Geneva doit jouer en deuxième position et j’apprends que le groupe a un nouveau batteur, l’ancien ayant brutalement lâché l’affaire en juillet dernier. Pour des retrouvailles cela me laisse un peu perplexe – je n’ai pas vu Geneva en concert depuis plus de deux ans – et j’ai bien envie aussi de filer au Kraspek puisque les Drive With A Dead Girl y jouent en même temps. Dans la cave cela s’active sévèrement parce que la soirée a débuté en retard et qu’il y a un timing plutôt serré – le patron du Tostaki (toujours très haut en couleurs) descend dans la cave pour rappeler que dans la vie il y a des choses à respecter. Tout le monde reprend une bière.
Après discussion Geneva ne tarde pas à commencer, choisissant contre mauvaise fortune bon cœur de raccourcir son set. Malgré tout ses efforts le groupe peine à convaincre et je ne suis pas loin parfois de trouver le son déficient : il est difficile de reconnaitre le groupe de l’album Sail On Suds et qui en concert transformait son post hard core en rouleau-compresseur organique et mélodique. A revoir dans de meilleures conditions et lorsque la greffe du nouveau batteur aura définitivement pris.
Je regarde alors ma montre sans trop y croire : c’est trop tard pour prendre le risque de courir – et puis, d’abord, pourquoi courir ? – vers un autre bar et de revenir après le début du concert de Pord…
Donc il est largement plus de 23 heures et les Pord n’ont toujours pas joué.
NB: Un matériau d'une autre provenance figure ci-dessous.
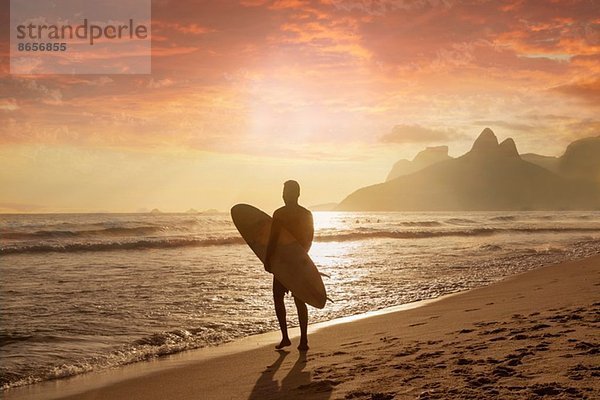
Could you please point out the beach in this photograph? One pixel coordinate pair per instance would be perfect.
(529, 336)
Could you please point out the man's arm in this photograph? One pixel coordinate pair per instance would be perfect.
(273, 237)
(311, 230)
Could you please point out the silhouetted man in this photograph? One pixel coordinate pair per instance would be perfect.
(298, 221)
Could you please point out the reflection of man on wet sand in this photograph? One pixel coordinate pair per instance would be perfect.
(299, 222)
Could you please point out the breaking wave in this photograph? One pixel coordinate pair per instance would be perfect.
(364, 234)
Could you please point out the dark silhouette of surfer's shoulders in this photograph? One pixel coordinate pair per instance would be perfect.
(298, 221)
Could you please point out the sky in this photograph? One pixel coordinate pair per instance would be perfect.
(244, 95)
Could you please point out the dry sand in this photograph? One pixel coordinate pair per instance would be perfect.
(535, 335)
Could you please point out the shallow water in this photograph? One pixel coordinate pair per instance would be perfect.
(82, 292)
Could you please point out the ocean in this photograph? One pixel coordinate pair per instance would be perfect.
(85, 292)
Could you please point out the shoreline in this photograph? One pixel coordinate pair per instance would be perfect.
(80, 383)
(210, 370)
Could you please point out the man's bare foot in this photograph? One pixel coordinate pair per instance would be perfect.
(303, 346)
(284, 343)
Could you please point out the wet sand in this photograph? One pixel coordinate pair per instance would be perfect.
(535, 335)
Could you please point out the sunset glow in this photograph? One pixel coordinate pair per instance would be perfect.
(244, 95)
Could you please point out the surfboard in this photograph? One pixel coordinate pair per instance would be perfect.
(290, 263)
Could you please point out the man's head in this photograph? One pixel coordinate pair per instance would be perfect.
(291, 192)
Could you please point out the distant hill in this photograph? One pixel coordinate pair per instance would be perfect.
(491, 176)
(425, 158)
(323, 207)
(548, 162)
(581, 160)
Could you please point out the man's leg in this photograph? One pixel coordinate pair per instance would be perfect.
(303, 319)
(278, 295)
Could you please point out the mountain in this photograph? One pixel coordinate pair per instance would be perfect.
(582, 160)
(548, 162)
(425, 158)
(323, 207)
(491, 176)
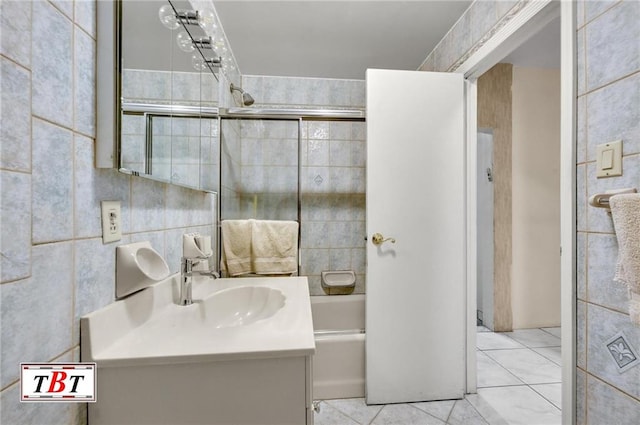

Pourtant ils prennent le temps de s’installer, exhument de sous un tas de merdier incroyable le flight case qu’il ne fallait surtout pas enterrer, se font marner par le sonorisateur particulièrement débonnaire et le patron du Tostaki redescend une nouvelle fois dans la cave, râle encore un coup au sujet des horaires mais pas trop parce qu’il est encore plus en forme que tout à l’heure.
Le concert peut enfin commencer, le son – je rêve où il y a quelque chose dans la voix ? – est toujours un peu bizarre mais pour la première fois de la soirée cela le fait : Pord va mettre les survivants du public restés en bas (et qui ne sont pas restés à l’étage pour s’houblonner le corps) à genoux avec les titres du fabuleux Valparaiso joués dans des versions toujours plus folles et en mode accéléré. C’est après tout la quatrième fois que je vois Pord en concert en moins d’un an et l’effet reste identique, terrible, éprouvant de bonheur. Encore merci les garçons.
Alors que le concert est semble-t-il terminé et qu’une partie des gens sont remontés à l’étage, les Pord annoncent un dernier titre, pour le plaisir… ce sera une reprise, prennent-ils même la peine de préciser. La reprise en question est un titre de Fine Business, Excellent, l’unique album Six Horses, un groupe de Chicago des 90’s parmi les tout meilleurs mais encore plus tombé dans l’oubli que les autres. Il s’intitule Won 28, il s’agit même du titre d’ouverture de Fine Business, Excellent et la version qu’en donna Pord fut, justement, excellente.